Preparation includes the following steps: Step 1: Understanding what the article review is. You should be aware that the audience of the review has knowledge on the subject matter and is not just a general audience. You need to summarize the main ideas of the article, arguments, positions, and findings. Also, critique the contributions of the material and overall effectiveness of the field.
Note that, The review only responds to the research of the author and does not involve new research. It evaluates and summarizes the article. Step 2: Identify the organization of the review.
You need to know the setup of your article review to understand how to read the article. Following these steps will help you in writing a useful review: Summarize the article. It includes essential points, claims and information in the article. Discuss the positive aspects. Also, identify if there is enough research or data to support the claims of the author. Look for unanswered questions in the article. Step 3: Preview the article. Look at the title of the article, abstract, introduction, headings, opening sentences of paragraphs and conclusion.
Read the article entirely. Step 4: Read the article carefully. In your own words, rewrite those main ideas. Use complete sentences with good transition words. Be sure you don't use the same words, phrases, or sentence structure as the original.

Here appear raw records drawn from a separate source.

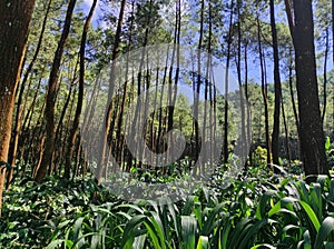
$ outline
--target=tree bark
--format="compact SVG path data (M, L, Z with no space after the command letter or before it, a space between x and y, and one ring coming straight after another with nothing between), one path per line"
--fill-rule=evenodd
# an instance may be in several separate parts
M85 47L86 47L86 41L87 41L87 32L89 29L89 23L92 18L95 8L97 6L97 0L94 0L90 11L88 13L88 17L86 19L85 26L84 26L84 31L81 36L81 43L80 43L80 69L79 69L79 93L78 93L78 102L77 102L77 109L76 109L76 116L73 120L73 126L69 136L68 140L68 150L66 155L66 162L65 162L65 178L69 179L70 178L70 167L71 167L71 161L72 161L72 156L75 151L75 145L76 145L76 139L78 136L79 131L79 122L80 122L80 116L81 116L81 110L82 110L82 102L84 102L84 87L85 87Z
M63 49L66 46L67 38L69 36L70 26L71 26L71 19L73 9L76 6L77 0L70 0L66 13L63 30L61 33L60 41L58 43L55 59L52 63L52 69L50 72L49 78L49 88L48 88L48 94L47 94L47 106L45 111L45 122L47 127L47 137L46 137L46 145L45 145L45 152L41 159L41 165L39 169L37 170L35 180L36 182L40 183L43 181L48 167L52 162L52 155L53 155L53 146L55 146L55 104L56 104L56 98L57 98L57 89L58 89L58 78L59 78L59 69L61 63L61 58L63 53Z
M8 161L14 97L35 0L0 1L0 162ZM0 216L7 166L0 166Z
M271 0L271 27L273 37L273 52L274 52L274 86L275 86L275 109L274 109L274 128L272 135L272 152L273 163L278 166L279 152L279 111L282 101L282 86L279 74L279 56L278 56L278 41L275 20L275 3ZM275 170L275 168L274 168Z
M293 32L299 110L299 139L305 175L328 173L320 111L312 1L294 0Z

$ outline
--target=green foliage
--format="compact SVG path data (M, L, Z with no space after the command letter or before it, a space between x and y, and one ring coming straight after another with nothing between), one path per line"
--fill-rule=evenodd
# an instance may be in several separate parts
M253 167L194 196L128 203L92 180L24 179L4 195L2 248L331 248L334 180Z

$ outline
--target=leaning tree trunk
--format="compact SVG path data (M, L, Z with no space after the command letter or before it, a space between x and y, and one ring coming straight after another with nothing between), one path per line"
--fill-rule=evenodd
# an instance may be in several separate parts
M272 152L273 163L278 166L278 151L279 151L279 111L282 101L282 87L279 74L279 56L278 56L278 40L275 20L275 3L271 0L271 27L273 37L273 52L274 52L274 83L275 83L275 110L274 110L274 128L272 136ZM274 168L275 170L276 168Z
M14 97L33 6L35 0L0 1L0 216Z
M295 48L299 110L299 139L305 175L328 173L325 136L320 111L312 1L294 0Z
M97 0L94 0L90 11L88 13L88 17L86 19L82 36L81 36L81 43L80 43L80 69L79 69L79 93L78 93L78 102L77 102L77 109L76 109L76 116L73 120L73 126L68 139L68 149L66 155L66 162L65 162L65 178L70 178L70 170L71 170L71 162L75 151L75 145L79 131L79 122L80 122L80 116L82 110L82 103L84 103L84 88L85 88L85 51L86 51L86 41L87 41L87 32L89 29L89 23L92 18L95 8L97 6Z
M46 106L46 112L45 112L45 121L47 127L47 137L46 137L46 146L43 156L41 159L41 163L39 169L37 170L35 180L36 182L42 182L47 171L48 167L52 162L52 155L53 155L53 148L55 148L55 139L56 139L56 132L55 132L55 106L56 106L56 96L57 96L57 89L58 89L58 78L59 78L59 69L62 58L62 52L65 49L65 44L67 41L67 38L69 36L71 20L72 20L72 13L76 6L77 0L70 0L66 13L63 30L61 33L60 41L58 43L55 59L52 63L52 69L50 72L49 78L49 88L48 88L48 94L47 94L47 106Z

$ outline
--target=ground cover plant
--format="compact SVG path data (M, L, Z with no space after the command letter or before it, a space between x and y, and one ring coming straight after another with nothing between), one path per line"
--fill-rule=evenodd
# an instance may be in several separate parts
M296 166L297 167L297 166ZM292 167L293 168L293 167ZM293 168L294 169L294 168ZM334 179L274 175L265 165L238 179L171 202L127 202L90 177L35 185L6 195L3 248L333 248Z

You may find you need to leave out some of the unimportant details. Your summary should be as short and concise as possible. In short, you want to boil the article down to its main, supporting arguments.
Let everything else fall away, and what you are left with is an argument or an opinion, and the arguments that support it. John Wood, in "Cats Don't Dance," explains John Wood claims in his ironic story "Cats Don't Dance" that Combine the thesis of the article with the title and author into your first sentence of the summary. Reference the following sentence as an example. In "Cats Don't Dance," John Wood explains that in spite of the fact that cats are popular pets who seem to like us, felines are not really good at any activities that require cooperation with someone else, whether that is dancing or sharing.
If possible, your first sentence should summarize the article. The rest of your summary should cover some of the central concepts used to support the thesis. Be sure to restate these ideas in your own words, and to make your summary as short and concise as possible.
Condense sentences and leave out unimportant details and examples. Stick to the important points. How to Quote the Author of an Article When you refer to the author for the first time, you always use their full name. When you refer to the author after that, you always use their last name. The following examples show how to use the author's name in an article summary after you have already introduced them. Johnson comments As Jones implies in the story about Toller criticizes In conclusion, Kessler elaborates about You don't need to use an author's title Dr.
The sentences below show ways to do this. If you are discussing the ideas of the author, you always need to make it clear that you are reciting their ideas, not your own. For these instances, only include two affiliations if both schools offered substantial support to the research and only list two affiliations for every author. What should you do if you were not affiliated with an academic institution when the research was conducted? In this instance, the APA suggests listing your city and state of residence in place of the academic affiliation.
Other Elements A running head should be included in the upper left-hand corner on all pages, including the title page. All pages, including the title page, should also have a page number in the upper right-hand corner. The first line of your title page should be left-aligned at the top of the page, using the following format: Running head: PAGE TITLE Note that the running head should be listed as no more than fifty characters, including letters, spacing between words, and punctuation of your title in uppercase letters.
Your title, name, and school should be double-spaced and centered on the page. A Quick Title Page Checklist Does your title page contain a title, your name, your school affiliation, a running head, and a page number? Is your title clear, specific, and does it accurately describe what your paper is about? Is your running head in uppercase format and no longer than fifty characters in length?You should also avoid words that serve no real purpose or that do not communicate essential information. Read the article entirely. If you are discussing the ideas of the author, you always need to make it clear that you are reciting their ideas, not your own. Johnson comments Feeling Stuck on Your Essay. Stick to the important points. Use complete sentences with good transition words.
If no one sentence tells the main concept, then write a summary of the main point in the margin. John Wood claims in his ironic story "Cats Don't Dance" that The APA publication manual suggests that your title should be no more than 12 words long.
Identify certain notions or arguments that seem to be repeated throughout.
Since rising diabetic rates and obesity has become a worldwide concern, the article provides a startling but controversial potential solution. Note that, The review only responds to the research of the author and does not involve new research. Write that sentence in your own words on the side of the page or on another piece of paper. Following these steps will help you in writing a useful review: Summarize the article.
Is your running head in uppercase format and no longer than fifty characters in length? Be sure you don't use the same words, phrases, or sentence structure as the original. Look for unanswered questions in the article. Source 2.